Deficits that are not funded by investors (domestic or foreign) are funded by the Federal Reserve.

The purchase of Federal debt by the Fed increases the money supply.

Increases in the money supply filter into higher prices for assets and investments or consumer goods and services.

Increases in prices result in larger deficits and financial hardship for consumers.

The government usually tries to curtail inflation with price controls. (Like capping health insurance premiums.)

Price controls motivate residents to invest in hard assets or to move money outside the country.

An outflow of U.S. dollars into passive assets or overseas leads to currency controls.

Higher prices also lead to a decrease in the value of the U.S. dollar vis-a-vis other currencies.

An eventual inability to meet current debt obligations without increased expansion of the money supply leads to a devaluation of the dollar vis-a-vis other currencies.

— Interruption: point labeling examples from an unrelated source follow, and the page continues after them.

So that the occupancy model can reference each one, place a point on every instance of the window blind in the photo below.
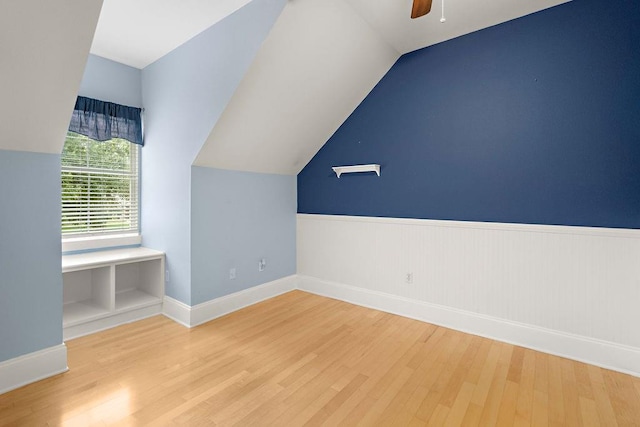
(99, 186)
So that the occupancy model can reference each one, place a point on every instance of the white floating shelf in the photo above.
(339, 170)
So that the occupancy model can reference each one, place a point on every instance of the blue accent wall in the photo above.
(30, 251)
(238, 218)
(536, 120)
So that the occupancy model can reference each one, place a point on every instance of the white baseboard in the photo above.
(596, 352)
(177, 311)
(32, 367)
(202, 313)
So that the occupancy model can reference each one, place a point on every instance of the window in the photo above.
(100, 193)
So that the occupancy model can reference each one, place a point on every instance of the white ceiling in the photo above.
(43, 49)
(391, 18)
(137, 32)
(320, 60)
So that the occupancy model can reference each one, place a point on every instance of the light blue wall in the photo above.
(184, 94)
(237, 218)
(30, 273)
(111, 81)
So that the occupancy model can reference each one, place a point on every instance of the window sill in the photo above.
(76, 244)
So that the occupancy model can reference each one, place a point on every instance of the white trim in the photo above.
(596, 352)
(32, 367)
(499, 226)
(72, 244)
(191, 316)
(177, 311)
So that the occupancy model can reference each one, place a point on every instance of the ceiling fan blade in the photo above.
(420, 8)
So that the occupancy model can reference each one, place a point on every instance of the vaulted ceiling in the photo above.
(43, 49)
(320, 60)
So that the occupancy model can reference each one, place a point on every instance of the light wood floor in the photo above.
(301, 359)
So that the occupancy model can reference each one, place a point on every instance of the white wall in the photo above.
(566, 290)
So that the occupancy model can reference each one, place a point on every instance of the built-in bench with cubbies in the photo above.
(108, 288)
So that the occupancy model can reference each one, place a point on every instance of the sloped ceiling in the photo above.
(319, 62)
(44, 47)
(390, 18)
(138, 32)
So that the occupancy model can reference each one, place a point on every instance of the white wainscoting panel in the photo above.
(32, 367)
(571, 281)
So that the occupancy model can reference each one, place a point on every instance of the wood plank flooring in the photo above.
(300, 359)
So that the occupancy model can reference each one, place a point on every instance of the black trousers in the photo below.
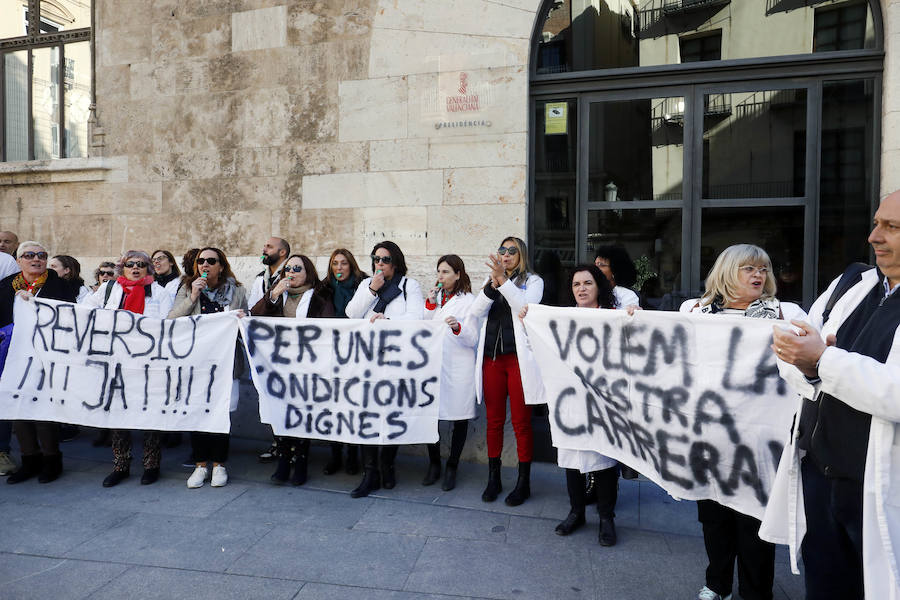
(36, 437)
(730, 535)
(210, 446)
(832, 548)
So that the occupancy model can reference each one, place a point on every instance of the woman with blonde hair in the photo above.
(740, 283)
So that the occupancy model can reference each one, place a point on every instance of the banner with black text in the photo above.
(347, 380)
(693, 402)
(118, 370)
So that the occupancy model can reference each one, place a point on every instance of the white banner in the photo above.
(118, 370)
(347, 380)
(693, 402)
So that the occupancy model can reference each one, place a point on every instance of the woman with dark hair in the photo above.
(740, 283)
(619, 269)
(69, 269)
(298, 295)
(167, 272)
(211, 288)
(134, 290)
(388, 294)
(344, 277)
(449, 300)
(511, 286)
(38, 440)
(105, 271)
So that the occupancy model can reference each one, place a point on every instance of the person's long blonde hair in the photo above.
(722, 282)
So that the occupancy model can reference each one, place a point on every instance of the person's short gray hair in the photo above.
(139, 254)
(722, 283)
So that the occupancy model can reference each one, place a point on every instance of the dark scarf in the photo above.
(343, 292)
(387, 293)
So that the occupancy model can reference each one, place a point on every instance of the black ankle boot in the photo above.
(51, 469)
(301, 458)
(336, 461)
(351, 467)
(523, 486)
(449, 477)
(370, 483)
(494, 487)
(283, 468)
(31, 466)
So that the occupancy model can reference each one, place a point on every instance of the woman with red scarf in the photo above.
(39, 440)
(134, 290)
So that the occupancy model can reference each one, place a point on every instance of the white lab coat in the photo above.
(868, 386)
(458, 362)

An inability to stop the inflation spiral leads to hyper-inflation and further devaluation and price controls.

Meanwhile, investors and entrepreneurs begin to move abroad and many give up their citizenship to avoid being subject to laws that are created out of desperation.

It has happened in many other countries.

It can happen here unless those currently in control of the Federal Government and the Federal Reserve are replaced by leaders who understand that unrestrained spending does not create prosperity and abundance.